On this Mother's Day, I thought I'd share the following
memory. In 1980, on one of my days
off, my mom called and asked me to come over. She found a couple of audio cassette tapes and wanted me to
listen to them.
"What are they?" I asked.
"Just come over."
I can't say I was enthusiastic. I was twenty-two, on my own, and the last thing in the world
I wanted to do was visit mom. Not
that I was doing anything important.
Honestly, it was a Sunday and football season was still a couple of
months away.
Still, I went.
"All right, what am I supposed to listen to?"
She pulled out a couple of cassette tapes and motioned for
me to sit down at the dining room table.
The cassette player was already there waiting.
My mother was anxious, but I took a minute to pour myself a
Pepsi.
I sat down. My
mother pushed the play button.
I heard my father, who had passed away the previous year at
the age of 48, playing his guitar and singing. Though I could play the guitar myself, we hardly ever played
together because with a couple of notable exceptions, my father's musical taste
didn't run this side of Sons of the Pioneers and his politics made true
conservatives seem liberal.
Just hearing him for the first time since he died was eerie
enough. But the song he was playing
and singing made my jaw drop.
Through the speakers came a nice rendition of Bob Dylan's
"Blowin' in the Wind."
A 60's protest song.
My father detested the hippy movement and the war protesters.

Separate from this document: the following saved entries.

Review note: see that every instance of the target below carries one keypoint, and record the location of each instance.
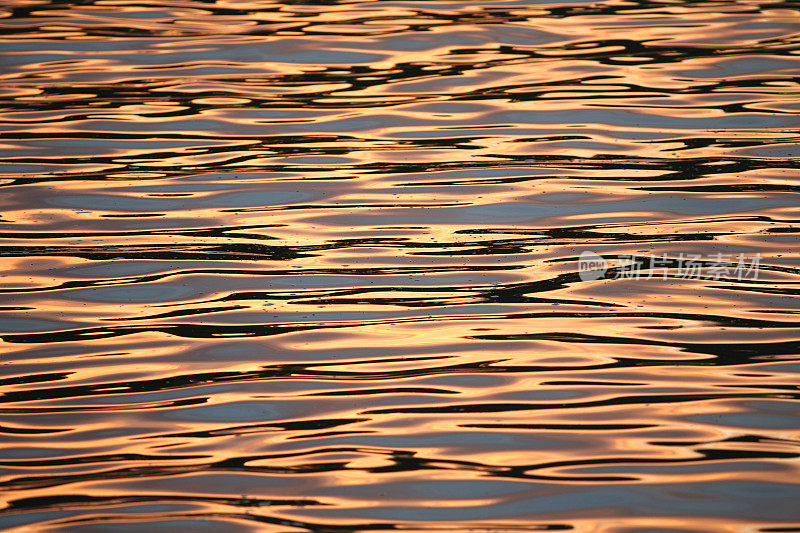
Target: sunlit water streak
(313, 266)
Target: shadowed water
(314, 266)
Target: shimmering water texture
(313, 266)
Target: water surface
(314, 266)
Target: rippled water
(314, 266)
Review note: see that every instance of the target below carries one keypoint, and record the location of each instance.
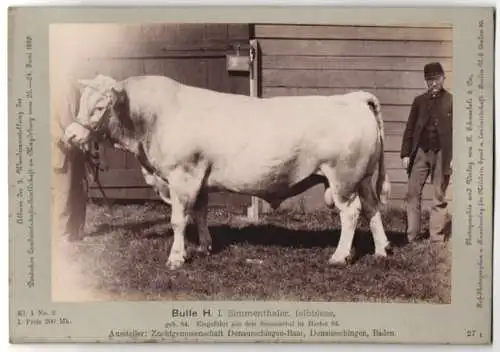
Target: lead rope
(93, 166)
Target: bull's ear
(118, 95)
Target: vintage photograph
(251, 162)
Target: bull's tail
(382, 185)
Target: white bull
(191, 141)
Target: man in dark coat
(427, 151)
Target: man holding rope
(70, 188)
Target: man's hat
(433, 69)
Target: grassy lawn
(284, 257)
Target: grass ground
(284, 257)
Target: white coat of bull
(192, 141)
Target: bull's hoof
(175, 262)
(205, 250)
(339, 261)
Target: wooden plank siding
(194, 54)
(386, 61)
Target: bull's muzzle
(76, 135)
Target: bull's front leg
(185, 184)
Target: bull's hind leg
(200, 213)
(343, 195)
(370, 209)
(184, 188)
(349, 207)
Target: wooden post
(254, 210)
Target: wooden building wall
(387, 61)
(193, 54)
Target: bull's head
(98, 97)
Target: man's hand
(405, 162)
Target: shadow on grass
(135, 227)
(271, 235)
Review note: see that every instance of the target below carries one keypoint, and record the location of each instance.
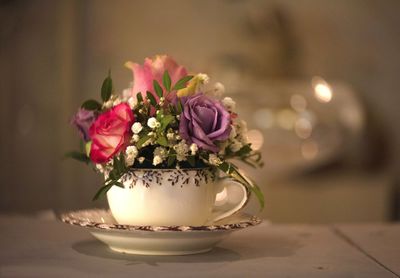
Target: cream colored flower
(137, 127)
(213, 159)
(152, 123)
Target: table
(32, 247)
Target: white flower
(152, 122)
(100, 168)
(131, 154)
(161, 152)
(236, 146)
(135, 137)
(108, 104)
(203, 78)
(233, 133)
(117, 101)
(193, 148)
(132, 101)
(157, 160)
(229, 103)
(181, 150)
(213, 159)
(170, 136)
(219, 89)
(137, 127)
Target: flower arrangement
(167, 119)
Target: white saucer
(156, 240)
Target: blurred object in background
(332, 144)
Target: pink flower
(110, 132)
(153, 69)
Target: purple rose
(204, 121)
(82, 120)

I shook my head and smiled.
The second tape Mom wanted me to hear was made in 1968, the
year my father had a massive heart attack. Even though he was a mere 37, the doctors only gave him a 10%
chance to survive.
"I'd forgotten about this," she said, popping it
into the cassette player.
Back then, Mom had sought out the guidance of an astrologer,
an old man a family friend recommended, and recorded the reading.
I listened to an hours worth of chills. The old man told my mother not to
worry, that my father's chart showed that he would survive. He went on to say, though, that a time was
coming in my father's future that looked particularly bad.
"Mid June 1979," the old man said in a raspy,
quivering voice. "You must be
ready."
My father died June 16th, 1979.
And to all the mothers out there, I wish you a HAPPY MOTHER'S DAY.